Ferite
profonde
nell’America
post Trump

Lui, Donald Trump, è sempre lì, a dire che l’elezione di un anno fa fu rubata, che Joe Biden è un usurpatore, che nel 2024 la farà vedere a tutti. E i suoi proclami qualche turbamento lo provocano, visto che Biden, per sconfiggerlo, dovette mettere insieme il più gran numero di voti (più di 80 milioni) della storia delle elezioni presidenziali americane. Magari ci penseranno i magistrati di New York, che indagano lui e i suoi familiari per frode fiscale, o l’assai meno temibile Commissione parlamentare che ammassa migliaia di documenti per provarne le responsabilità politiche.

Resta da vedere, comunque, come riuscirà Trump a far dimenticare agli americani le ore drammatiche dell’assedio a Capitol Hill del giorno 6 gennaio, l’assalto al Parlamento, la devastazione dell’aula, i quattro morti, il non esaltante spettacolo delle massime cariche istituzionali spinte via dai servizi di sicurezza, più in generale la clamorosa violazione di quel fair play istituzionale che negli Usa è una legge non scritta. Nemmeno nel 2001, quando George Bush vinse contro Al Gore grazie a 600 voti scrutinati chissà come nella Florida governata da suo fratello Jeb, si era sentito dire che la vittoria era stata «rubata».

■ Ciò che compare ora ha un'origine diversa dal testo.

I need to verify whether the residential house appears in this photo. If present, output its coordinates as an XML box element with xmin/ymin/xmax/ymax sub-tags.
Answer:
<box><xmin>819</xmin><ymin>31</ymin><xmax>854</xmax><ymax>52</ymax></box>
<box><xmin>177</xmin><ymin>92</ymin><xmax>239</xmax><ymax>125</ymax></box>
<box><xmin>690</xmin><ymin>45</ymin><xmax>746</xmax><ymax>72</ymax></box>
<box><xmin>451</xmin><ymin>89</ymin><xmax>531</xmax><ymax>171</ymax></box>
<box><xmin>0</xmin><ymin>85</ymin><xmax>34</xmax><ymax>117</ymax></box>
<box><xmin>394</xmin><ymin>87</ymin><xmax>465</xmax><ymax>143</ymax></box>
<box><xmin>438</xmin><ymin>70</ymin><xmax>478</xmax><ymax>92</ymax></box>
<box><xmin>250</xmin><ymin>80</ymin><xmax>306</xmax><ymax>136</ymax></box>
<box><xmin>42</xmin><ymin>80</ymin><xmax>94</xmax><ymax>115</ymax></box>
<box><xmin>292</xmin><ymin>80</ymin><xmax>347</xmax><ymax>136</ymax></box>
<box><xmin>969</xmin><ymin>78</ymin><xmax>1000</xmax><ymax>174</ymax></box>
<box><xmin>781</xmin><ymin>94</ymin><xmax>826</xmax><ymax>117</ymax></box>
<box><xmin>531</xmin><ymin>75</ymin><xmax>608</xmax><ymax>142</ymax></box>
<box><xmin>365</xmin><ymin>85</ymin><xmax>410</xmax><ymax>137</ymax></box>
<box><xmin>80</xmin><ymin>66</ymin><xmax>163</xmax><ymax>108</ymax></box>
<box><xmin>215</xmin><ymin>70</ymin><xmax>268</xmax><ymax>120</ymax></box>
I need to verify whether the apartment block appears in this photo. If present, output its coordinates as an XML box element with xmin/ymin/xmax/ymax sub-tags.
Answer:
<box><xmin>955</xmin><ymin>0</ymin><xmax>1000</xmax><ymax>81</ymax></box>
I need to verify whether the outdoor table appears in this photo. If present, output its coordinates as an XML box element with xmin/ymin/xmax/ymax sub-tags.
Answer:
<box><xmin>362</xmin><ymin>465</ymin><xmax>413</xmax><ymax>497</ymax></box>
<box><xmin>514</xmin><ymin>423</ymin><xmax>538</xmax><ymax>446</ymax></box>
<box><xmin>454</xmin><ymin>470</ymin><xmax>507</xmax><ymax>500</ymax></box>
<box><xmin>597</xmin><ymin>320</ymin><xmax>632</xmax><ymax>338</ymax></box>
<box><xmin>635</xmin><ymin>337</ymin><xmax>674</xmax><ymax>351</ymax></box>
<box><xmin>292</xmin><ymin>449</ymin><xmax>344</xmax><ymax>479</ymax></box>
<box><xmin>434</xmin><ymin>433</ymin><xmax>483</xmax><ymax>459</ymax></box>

Anche perché di quell’assalto Trump porta la responsabilità intera. Il suo ufficio legale, guidato dall’ex sindaco di New York Rudy Giuliani, presentò mille ricorsi e le tentò tutte per bloccare l’arrivo di Biden alla presidenza. Non una di quelle iniziative trovò ascolto nelle sedi competenti. L’unica cosa che ebbe effetto fu l’appello dello stesso Trump all’elettorato repubblicano più radicale e alla miriade di gruppi e gruppuscoli, più o meno esagitati, che credevano alla sua teoria del complotto, che vedeva coinvolte più o meno a casaccio la Cina, l’Italia e persino le Poste americane. Fu il carisma (ebbene sì, esisteva) di Trump a convogliare sul Campidoglio di Washington migliaia e migliaia di dimostranti convinti di poter fermare il processo elettorale ritenuto truffaldino.

Su quelle ore grottesche e drammatiche i democratici hanno giustamente ricamato, costruendo il mito della «ora più buia della democrazia». L’ennesima perdita dell’innocenza su cui bisognerebbe, però, interrogarsi un po’ più a fondo. Non erano stati i democratici a condurre una guerra politica e mediatica senza quartiere, dopo la sconfitta di Hillary Clinton nel 2016, spiegando al mondo che anche quella era stata una vittoria rubata grazie all’opera degli hacker russi? E parlando di innocenza, non era stato un po’ più grave inventare la guerra contro l’Iraq nel 2003 o stroncare con metodi infami un movimento di contestazione pacifica come Occupy Wall Street nel 2011? Domande ora del tutto inutili, per almeno due ragioni. La prima è che il mantra della democrazia a rischio non serve più ai democratici, che con Biden presidente si trovano ad affrontare ben altre difficoltà. Soprattutto, una critica crescente sul terreno della politica economica e sociale, che rende per loro assai concreto il pericolo di perdere la maggioranza alle elezioni di medio termine. La seconda è che un anno dopo i trumpiani di provata fede sono ancora convinti, a stragrande maggioranza (il 91% secondo un sondaggio You Gov del 3 gennaio), che Biden sia diventato presidente non per i voti ma proprio grazie a una truffa. Questo significa almeno una cosa: che radicalizzare le posizioni e trasformare la battaglia politica in un braccio di ferro tra il bene e il male, come fecero prima Obama-Clinton e poi più ancora Trump, ha prodotto effetti profondi, e non belli, sulla società americana.